Feature Preview - Heuristic Scraping

This is part 1 of a new set of articles going into depth of new features in Snowflake running up to Snowflake API 1.0

The Pull Request featured in this article is #170

Scraping has always been a fuzzy and controversial field. Unlike other forms of media, games; ROMs in particular, are unique across platforms, have multiple naming schemes (if the ROM is properly named at all), and some are relatively large files, especially ISOs for more recent systems like the PS2 and the Wii. Unlike TV Shows or Movies which have a single centralized, community-maintained database, games can have multiple sources of Data with varying degrees of accuracy. The localization factor, coming from games brought over from Japan or other countries, and games sharing data between regions makes scraping games given only the data within the file, and the filename, a difficult process.

The Old Ways — Identifiers

Once we have a ROM, how do we find out what game it is? Different games can have the same name, especially multiplatforms, and have different revisions. The obvious way is to simply look it up in a database. This was the thought process behind ‘Identifiers’, which ended up being almost mini-scrapers. Before data was sent to a scraper to get more information with, an identifier plugin would look up data from it’s own little database, such as datfiles. Each identifier would put a single piece of information inside a list, and a scraper would have to know which identifiers were installed, and which pieces of data were available. For example:

Super Mario Bros 3.nes could have something like rom_crc32 = 0B742B33

And the scraper would have to know that it had access to rom_crc32. Of course, calculating the CRC is also very expensive for large files and would often take long. Another identifier would use pattern-matching to get the name “Super Mario Bros 3”, but what if the file was named smb3.nes? The scraper would have no idea what to use.
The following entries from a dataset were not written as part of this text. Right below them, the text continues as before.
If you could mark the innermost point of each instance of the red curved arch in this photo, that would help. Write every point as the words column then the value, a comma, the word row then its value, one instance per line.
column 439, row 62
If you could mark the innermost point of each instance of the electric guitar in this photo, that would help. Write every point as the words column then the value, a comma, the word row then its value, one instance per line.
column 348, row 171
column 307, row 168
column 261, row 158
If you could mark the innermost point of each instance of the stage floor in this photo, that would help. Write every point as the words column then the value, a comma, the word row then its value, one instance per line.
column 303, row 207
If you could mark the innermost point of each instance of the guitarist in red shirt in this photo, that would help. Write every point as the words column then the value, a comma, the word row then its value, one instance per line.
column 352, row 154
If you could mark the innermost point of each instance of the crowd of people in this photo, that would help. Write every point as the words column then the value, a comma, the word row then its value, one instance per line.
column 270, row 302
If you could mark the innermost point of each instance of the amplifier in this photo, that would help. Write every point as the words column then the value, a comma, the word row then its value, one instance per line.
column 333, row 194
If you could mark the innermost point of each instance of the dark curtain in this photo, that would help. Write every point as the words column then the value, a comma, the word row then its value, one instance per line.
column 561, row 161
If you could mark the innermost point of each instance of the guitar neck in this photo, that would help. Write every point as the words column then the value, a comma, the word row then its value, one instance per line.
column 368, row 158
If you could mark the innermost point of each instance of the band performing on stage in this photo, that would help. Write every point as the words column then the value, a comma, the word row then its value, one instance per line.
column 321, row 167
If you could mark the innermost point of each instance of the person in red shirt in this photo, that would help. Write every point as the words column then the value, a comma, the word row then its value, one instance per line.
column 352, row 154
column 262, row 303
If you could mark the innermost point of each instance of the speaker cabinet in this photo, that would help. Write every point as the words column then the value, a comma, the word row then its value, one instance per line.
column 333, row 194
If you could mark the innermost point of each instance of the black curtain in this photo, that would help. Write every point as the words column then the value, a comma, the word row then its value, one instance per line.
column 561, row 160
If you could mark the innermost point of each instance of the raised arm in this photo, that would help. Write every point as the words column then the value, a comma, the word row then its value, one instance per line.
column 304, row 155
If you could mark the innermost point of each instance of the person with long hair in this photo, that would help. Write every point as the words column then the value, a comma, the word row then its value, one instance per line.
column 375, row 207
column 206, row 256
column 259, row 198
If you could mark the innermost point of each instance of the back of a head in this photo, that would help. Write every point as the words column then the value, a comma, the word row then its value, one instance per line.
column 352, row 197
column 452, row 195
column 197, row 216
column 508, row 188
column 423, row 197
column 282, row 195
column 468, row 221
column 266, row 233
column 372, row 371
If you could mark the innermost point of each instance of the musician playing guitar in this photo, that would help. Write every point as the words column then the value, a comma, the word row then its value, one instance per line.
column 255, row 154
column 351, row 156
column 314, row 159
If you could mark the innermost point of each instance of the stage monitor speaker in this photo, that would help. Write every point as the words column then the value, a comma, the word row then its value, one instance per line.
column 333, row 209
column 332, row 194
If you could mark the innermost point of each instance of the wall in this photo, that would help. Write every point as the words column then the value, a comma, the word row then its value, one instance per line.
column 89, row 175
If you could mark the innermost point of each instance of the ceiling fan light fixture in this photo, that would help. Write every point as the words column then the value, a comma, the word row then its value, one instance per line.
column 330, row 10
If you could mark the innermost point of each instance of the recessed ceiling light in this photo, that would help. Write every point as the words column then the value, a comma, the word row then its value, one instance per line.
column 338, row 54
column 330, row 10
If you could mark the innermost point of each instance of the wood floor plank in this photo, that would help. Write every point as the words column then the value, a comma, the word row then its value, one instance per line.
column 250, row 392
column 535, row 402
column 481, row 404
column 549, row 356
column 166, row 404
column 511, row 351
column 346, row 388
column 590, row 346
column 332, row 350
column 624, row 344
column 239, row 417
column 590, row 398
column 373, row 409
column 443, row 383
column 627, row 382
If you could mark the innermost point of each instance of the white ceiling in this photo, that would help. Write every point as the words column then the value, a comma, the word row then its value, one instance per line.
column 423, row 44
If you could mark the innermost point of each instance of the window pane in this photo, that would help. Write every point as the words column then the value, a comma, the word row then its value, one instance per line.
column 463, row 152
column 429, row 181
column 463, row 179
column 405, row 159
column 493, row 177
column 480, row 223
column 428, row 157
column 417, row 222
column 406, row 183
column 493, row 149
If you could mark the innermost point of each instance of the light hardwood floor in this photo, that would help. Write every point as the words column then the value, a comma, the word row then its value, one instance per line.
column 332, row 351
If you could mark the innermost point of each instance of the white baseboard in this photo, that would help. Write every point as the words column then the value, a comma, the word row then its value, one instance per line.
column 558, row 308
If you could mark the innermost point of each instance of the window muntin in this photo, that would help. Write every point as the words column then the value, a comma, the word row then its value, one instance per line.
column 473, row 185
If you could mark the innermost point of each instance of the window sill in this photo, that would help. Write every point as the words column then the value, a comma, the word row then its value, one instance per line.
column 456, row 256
The problem with identifiers was that they were too multi-purpose and the way they worked limited them to only one string of output, that each scraper plugin would have to be aware of. This would have been super fragile: if a scraper plugin relied on a certain identifier plugin, and that identifier plugin wasn’t installed, the scraper wouldn’t work. If an identifier only worked on a single type of ROM, for example WBFS, then the scraper would have to be aware of that too, and customize their scraping routine.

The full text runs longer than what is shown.